After this year’s tough winter, all of us at my Indiana plastic surgery practice are delighted to see and feel the signs of spring, knowing that summer isn’t far behind! For most of us, summer brings lots of outdoor activities like swimming, picnicking, camping, working in the garden and going to the park with the kids. While these activities feed the soul they, unfortunately, also feed sun damage, as the sun’s UV rays attack our skin.
How the Sun Damages Skin
As we age, both collagen and elastin, the building blocks of youthful skin, begin to diminish, causing our skin to lose resiliency and, ultimately, to stretch and sag. Older skin bruises and tears more easily as well, and takes longer to heal. Sun damage accelerates skin aging because the ultraviolet (UV) light damages the elastin and collagen fibers. In our youth, other than the occasional sunburn, with its discomfort and peeling, we recover rather quickly from this damage but it’s there, and will show up–sooner rather than later–in various skin disorders, aging being the least of them.

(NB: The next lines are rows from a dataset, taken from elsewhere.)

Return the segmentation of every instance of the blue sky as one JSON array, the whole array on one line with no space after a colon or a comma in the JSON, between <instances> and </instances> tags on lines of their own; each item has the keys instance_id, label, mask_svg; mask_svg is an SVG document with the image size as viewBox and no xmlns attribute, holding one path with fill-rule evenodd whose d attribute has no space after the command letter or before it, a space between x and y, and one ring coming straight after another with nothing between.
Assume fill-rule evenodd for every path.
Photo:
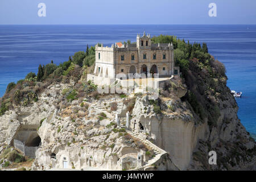
<instances>
[{"instance_id":1,"label":"blue sky","mask_svg":"<svg viewBox=\"0 0 256 182\"><path fill-rule=\"evenodd\" d=\"M46 17L38 15L41 2ZM0 0L0 24L256 24L255 10L255 0Z\"/></svg>"}]
</instances>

Skin Problems Caused by Sun Exposure
- Premature aging, such as skin dryness, wrinkling, thickening, and an increase in freckles
- A sallow, yellow-orange cast to the skin
- Mottled pigmentation: discolored patches or areas of the skin
- Spider veins, particularly on the face
- Benign, pre-cancerous lesions called actinic keratosis
- Skin cancer: basal cell, squamous cell or melanoma, due to damage of the skin’s immune function
UVA vs UVB Rays
There are two types of ultraviolet radiation: UVA and UVB. Here’s the difference:
- UVA rays cause Aging: wrinkles and thick, tough skin.
- UVB rays cause Burning, such as sunburn.

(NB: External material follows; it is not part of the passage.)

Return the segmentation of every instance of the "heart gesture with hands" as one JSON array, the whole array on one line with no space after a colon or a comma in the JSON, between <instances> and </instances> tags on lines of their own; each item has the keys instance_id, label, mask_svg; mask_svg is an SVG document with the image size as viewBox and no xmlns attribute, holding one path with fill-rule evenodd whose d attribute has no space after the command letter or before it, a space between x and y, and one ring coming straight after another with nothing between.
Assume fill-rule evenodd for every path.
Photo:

UVA rays cause aging because they penetrate deeply into the dermis, the thickest layer of your skin. Repeated exposure to UVA rays not only leads to premature aging but to immune system depression. When the immune system is depressed, you’re at a greater risk for skin cancer because your defenses are down.
UVB rays burn the top layers of the skin, particularly during the hours of 10 AM to 4 PM when the sun is at its peak. And it’s best to remember that, although a sunburn goes away in a few days, it can result in permanent damage with repeated burns.
How Sunscreens Work
Depending upon the type of sunscreen product, the protection from the sun’s rays can be (A) physical or (B) chemical. Physical sunscreens block the light, such as zinc oxide or titanium oxide. Here is a link to a variety of physical sunscreen products. Chemical sunscreens absorb the light. Here is a link to a variety of chemical sunscreen products approved by the American Academy of Dermatology. If you choose to use chemical sunscreen, look for those that provide broad-spectrum UV coverage, which includes both UVA and UVB rays. An SPF of 15 is generally the minimum sunblock recommended. There is little difference in your protection between 35 and 50 SPF and even less between 50 and 100 SPF.

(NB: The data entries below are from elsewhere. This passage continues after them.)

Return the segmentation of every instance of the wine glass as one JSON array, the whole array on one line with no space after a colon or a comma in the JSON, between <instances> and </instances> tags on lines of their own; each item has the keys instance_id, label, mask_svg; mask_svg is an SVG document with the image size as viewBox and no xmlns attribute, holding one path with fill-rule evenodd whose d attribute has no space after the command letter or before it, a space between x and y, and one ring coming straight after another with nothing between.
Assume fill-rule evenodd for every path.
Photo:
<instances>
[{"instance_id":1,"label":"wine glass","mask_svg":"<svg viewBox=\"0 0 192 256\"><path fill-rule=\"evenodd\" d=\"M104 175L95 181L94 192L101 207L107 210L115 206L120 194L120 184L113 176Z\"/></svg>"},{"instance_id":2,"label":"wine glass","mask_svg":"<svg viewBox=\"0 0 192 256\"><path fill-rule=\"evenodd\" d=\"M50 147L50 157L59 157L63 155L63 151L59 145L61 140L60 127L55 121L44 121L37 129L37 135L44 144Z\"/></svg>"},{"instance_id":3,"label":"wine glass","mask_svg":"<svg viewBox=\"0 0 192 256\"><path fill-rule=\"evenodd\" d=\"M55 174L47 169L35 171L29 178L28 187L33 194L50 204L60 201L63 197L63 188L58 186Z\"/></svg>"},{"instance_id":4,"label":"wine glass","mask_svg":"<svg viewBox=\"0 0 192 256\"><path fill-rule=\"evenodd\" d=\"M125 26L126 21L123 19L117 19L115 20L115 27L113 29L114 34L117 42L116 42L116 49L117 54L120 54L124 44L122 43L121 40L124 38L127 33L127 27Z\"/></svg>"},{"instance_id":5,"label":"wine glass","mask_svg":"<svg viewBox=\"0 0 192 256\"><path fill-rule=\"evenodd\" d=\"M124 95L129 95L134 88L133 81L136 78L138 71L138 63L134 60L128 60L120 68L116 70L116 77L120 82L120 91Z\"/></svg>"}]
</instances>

How to Safely Enjoy the Sun
Exposure to UV rays are inevitable. Even a walk to the mailbox, hopping in and out of the car while shopping, driving during the daylight or exposure to certain lights at the office can cause sun damage. Here are some ideas to maximize your protection:
- Avoid gardening, tennis, golf and sunbathing between 10 AM and 4 PM
- Absolutely avoid tanning beds and booths
- Use either physical sunscreen or broad spectrum UVA and UVB chemical sunscreen every time you go outside
- Apply a quarter-sized dollop of sunscreen to each area of the body: each arm, each thigh, each lower leg, etc.
- Reapply every 2 hours or when wet from water or sweat
- Wear a hat to protect your tender facial skin
- If you burn easily, check out sun-protective clothing locally or through these online stores.
- If you’re out on a rainy day, wear sunscreen, as the rays penetrate clouds and rain.
I hope these suggestions get you through the coming months with a minimum of–or better yet, no–sun damage. Your skin needs protection both to ensure minimal signs of aging and to avoid skin cancer.